By Stewart Tendler, Crime Correspondent
The Times Online - 11th August 2004.
MICHAEL HOWARD’S attack on plans for police to record every occasion on which people are stopped or stopped and searched, echoes the scepticism of rank and file officers who fear new friction with local communities and mountains of paperwork.
The new recording system was proposed six years ago in the report by Sir William Macpherson on the Stephen Lawrence murder and racism within the police.
At the moment police only provide a record if there is both a stop and a search, or if a driver is required to produce papers at a police station.
Sir William supported the continued use of stop and search, but called for all stops as well as searches to be recorded even if no action was taken. An ethnic description of the person stopped would be included in paperwork and a copy given to him or her.

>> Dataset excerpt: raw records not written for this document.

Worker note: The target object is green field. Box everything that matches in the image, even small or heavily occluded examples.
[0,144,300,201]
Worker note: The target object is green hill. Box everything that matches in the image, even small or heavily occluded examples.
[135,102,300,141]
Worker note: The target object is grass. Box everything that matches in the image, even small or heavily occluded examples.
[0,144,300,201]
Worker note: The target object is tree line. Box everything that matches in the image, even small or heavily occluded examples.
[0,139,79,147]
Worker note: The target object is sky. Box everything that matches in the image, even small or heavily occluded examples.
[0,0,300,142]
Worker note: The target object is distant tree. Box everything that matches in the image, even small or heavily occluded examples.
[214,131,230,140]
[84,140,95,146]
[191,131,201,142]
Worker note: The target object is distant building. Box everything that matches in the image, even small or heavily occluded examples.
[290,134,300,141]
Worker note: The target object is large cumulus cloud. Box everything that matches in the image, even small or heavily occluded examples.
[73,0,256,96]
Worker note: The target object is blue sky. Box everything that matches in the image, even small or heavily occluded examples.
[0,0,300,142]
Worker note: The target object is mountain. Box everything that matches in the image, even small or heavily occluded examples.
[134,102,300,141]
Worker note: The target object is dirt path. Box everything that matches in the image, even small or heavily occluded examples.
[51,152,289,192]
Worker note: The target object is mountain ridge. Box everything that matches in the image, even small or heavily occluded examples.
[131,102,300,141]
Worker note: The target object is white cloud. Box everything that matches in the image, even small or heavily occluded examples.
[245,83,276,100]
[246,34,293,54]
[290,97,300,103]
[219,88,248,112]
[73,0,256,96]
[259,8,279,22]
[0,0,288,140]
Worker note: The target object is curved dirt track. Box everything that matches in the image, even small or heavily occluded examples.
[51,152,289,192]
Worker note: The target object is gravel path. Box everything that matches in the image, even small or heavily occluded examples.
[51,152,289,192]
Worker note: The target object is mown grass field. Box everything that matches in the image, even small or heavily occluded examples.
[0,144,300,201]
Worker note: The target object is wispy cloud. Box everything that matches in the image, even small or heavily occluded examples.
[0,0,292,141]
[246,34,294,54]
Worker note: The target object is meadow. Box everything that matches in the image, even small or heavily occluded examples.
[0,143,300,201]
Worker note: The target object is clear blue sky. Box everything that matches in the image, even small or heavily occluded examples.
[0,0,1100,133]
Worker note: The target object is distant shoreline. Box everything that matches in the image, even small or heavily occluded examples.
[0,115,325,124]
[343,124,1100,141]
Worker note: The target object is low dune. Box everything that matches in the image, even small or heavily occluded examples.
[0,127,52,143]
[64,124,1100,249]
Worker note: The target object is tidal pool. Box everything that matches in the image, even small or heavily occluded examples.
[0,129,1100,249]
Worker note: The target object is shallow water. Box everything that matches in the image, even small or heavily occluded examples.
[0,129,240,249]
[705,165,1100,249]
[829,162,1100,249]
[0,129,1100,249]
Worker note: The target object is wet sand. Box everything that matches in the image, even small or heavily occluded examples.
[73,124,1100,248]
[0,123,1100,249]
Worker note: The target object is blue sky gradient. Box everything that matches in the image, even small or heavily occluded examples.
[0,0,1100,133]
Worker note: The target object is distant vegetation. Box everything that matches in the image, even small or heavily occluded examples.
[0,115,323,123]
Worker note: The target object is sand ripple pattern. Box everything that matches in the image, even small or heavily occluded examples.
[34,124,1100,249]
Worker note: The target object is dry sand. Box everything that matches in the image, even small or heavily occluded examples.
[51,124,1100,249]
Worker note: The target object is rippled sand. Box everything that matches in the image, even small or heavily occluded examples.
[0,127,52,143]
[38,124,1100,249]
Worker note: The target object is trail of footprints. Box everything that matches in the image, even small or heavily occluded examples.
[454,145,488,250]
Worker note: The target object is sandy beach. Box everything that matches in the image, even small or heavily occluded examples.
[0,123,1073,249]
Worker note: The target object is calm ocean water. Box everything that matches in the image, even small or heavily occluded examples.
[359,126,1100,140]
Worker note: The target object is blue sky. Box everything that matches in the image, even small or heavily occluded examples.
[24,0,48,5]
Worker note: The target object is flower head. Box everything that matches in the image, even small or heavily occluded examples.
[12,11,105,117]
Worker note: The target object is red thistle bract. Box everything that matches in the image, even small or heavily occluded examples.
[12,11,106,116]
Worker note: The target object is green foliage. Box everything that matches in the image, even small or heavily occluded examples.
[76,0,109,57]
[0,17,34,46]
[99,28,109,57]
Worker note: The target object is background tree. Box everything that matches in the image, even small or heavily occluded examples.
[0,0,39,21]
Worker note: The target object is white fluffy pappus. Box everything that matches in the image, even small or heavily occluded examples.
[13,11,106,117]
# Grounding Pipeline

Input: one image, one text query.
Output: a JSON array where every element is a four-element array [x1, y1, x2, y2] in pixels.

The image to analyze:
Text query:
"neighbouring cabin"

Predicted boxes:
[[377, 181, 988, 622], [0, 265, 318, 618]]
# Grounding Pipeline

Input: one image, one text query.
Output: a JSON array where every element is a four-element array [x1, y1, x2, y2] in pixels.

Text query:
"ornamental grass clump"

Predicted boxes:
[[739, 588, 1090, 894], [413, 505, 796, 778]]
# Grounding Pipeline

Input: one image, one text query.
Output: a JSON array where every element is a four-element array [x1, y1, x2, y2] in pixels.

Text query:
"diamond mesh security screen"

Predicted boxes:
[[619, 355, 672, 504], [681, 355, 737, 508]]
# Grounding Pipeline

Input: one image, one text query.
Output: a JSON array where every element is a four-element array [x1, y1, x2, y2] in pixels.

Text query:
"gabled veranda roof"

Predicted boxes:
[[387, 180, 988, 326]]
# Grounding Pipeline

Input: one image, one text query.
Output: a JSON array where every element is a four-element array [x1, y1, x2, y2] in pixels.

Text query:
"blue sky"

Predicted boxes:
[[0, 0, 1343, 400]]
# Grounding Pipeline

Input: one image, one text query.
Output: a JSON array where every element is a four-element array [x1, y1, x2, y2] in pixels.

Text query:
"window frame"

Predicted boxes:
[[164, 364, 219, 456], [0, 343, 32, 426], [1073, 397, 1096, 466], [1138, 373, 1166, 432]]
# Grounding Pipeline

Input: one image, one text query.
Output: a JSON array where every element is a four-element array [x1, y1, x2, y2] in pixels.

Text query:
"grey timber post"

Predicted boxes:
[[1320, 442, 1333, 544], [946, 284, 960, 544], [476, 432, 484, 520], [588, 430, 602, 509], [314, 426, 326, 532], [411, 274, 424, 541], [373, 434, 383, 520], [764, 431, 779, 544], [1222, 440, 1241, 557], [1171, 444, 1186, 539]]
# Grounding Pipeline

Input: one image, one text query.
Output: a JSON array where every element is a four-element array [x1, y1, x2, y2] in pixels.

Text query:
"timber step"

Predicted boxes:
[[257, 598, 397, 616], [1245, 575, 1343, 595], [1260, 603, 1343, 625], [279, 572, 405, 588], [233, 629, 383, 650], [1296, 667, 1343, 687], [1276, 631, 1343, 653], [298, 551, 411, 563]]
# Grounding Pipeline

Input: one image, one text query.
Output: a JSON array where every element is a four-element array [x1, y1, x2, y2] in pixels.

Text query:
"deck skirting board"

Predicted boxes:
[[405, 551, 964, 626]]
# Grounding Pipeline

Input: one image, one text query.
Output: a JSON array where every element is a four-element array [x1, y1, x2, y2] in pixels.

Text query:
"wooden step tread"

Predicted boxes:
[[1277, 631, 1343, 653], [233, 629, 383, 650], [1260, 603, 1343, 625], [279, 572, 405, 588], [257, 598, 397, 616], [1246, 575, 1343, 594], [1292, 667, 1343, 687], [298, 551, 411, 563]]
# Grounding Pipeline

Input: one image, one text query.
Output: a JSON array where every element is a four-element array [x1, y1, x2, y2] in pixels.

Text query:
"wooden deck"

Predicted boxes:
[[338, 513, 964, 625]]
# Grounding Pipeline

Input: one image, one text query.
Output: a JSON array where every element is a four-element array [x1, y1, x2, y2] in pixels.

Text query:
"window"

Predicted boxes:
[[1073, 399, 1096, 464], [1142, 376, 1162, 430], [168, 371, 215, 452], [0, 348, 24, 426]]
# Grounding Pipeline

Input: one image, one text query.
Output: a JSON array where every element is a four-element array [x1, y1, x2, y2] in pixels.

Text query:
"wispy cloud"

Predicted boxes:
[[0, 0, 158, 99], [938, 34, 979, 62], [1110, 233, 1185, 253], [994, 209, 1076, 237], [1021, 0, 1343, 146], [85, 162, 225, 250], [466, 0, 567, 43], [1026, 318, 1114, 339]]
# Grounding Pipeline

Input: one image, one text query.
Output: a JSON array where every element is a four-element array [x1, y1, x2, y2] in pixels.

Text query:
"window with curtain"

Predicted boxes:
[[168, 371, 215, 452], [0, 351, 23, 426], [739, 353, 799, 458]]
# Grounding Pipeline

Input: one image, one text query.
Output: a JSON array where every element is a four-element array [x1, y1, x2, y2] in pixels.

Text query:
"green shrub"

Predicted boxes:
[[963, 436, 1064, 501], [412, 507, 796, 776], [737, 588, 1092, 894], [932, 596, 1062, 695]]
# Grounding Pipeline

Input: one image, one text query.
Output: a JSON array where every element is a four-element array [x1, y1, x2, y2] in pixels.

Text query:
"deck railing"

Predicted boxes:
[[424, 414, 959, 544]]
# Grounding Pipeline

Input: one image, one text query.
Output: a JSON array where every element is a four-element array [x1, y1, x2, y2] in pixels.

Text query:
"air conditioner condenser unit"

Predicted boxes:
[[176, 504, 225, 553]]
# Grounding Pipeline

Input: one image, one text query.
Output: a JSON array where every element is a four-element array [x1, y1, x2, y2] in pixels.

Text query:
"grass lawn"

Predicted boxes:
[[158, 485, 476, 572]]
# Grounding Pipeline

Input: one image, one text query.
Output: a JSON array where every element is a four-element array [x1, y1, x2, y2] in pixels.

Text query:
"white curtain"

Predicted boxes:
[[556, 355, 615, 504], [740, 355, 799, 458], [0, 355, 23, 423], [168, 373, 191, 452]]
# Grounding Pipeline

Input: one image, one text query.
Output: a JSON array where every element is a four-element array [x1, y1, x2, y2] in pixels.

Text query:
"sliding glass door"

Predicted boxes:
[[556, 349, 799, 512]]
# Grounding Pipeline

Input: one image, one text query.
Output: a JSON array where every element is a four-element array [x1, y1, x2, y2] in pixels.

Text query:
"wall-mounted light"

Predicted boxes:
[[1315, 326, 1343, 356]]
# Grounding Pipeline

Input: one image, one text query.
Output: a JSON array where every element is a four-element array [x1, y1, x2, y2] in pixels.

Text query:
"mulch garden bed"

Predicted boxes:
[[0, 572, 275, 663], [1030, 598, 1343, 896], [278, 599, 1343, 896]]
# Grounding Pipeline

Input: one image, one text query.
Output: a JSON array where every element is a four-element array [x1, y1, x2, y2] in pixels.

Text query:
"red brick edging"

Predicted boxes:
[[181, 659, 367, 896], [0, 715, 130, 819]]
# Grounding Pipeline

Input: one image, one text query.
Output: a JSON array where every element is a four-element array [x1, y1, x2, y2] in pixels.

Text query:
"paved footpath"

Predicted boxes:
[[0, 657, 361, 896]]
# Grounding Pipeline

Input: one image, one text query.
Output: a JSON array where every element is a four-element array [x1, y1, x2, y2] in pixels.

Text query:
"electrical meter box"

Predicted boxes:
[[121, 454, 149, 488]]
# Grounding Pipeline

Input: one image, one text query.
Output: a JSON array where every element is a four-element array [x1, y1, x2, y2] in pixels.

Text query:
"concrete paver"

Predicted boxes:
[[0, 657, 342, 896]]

Trials are being run in five forces but from April next year all officers patrolling on the streets will have to fill in new forms or use palm top computers and provide members of the public with receipts. There are already forecasts that up to two million extra records will be generated each year in London alone by the change.
A stop is defined as when “an officer requests a person in a public place to account for themselves — their actions, behaviour, presence in an area or possession of anything.”
Police officers must record the name of the person stopped or a physical description if they will not answer; date, time and place; a vehicle registration if necessary; a reason for the stop; the outcome and the identity of the officer. The whole incident usually lasts about ten minutes and observers have estimated that in 75 per cent of cases filling in the forms took less than five minutes.